28 май 2009

24 May - Day of Bulgarian Learning and Culture, and the Slavonic Script


The Mystery of the Bulgarian Letters
Pointing out the “excellences” of the Slavonic script to the Greek alphabet, the Old-Bulgarian author Chernorizetz Hrabar claimed that if in Byzantium the creators of the Greek script were familiar to only few men-of-letters, in Bulgaria even school children knew that their letters had been conceived by Constantine-Cyril, the Philosopher.
Possibly, in the late 9th and early 10th century, i.e. the time when Chernorizetz Hrabar wrote his works, everything concerning the origin of the Slavonic script was absolutely clear.

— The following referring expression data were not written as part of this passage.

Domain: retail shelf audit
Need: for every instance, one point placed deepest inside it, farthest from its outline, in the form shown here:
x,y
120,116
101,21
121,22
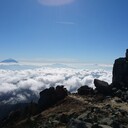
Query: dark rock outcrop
x,y
103,87
120,72
49,97
85,90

But now that in the course of already two centuries Slav scholars from all over the world have developed heaps of theories on this subject, the questions and mysteries in the field are often more numerous than the points known.
It is beyond dispute that the alphabet and the first translations of liturgical books to the Slavonic language were the work of Constantine-Cyril, the Philosopher (about 827-869). Paradoxically, however, within a short period of time two alphabets - the Glagolitic and the Cyrillic - were created and, respectively, replaced, and so far scholars are not unanimous in their opinion of which one of them was created by Constantine-Cyril.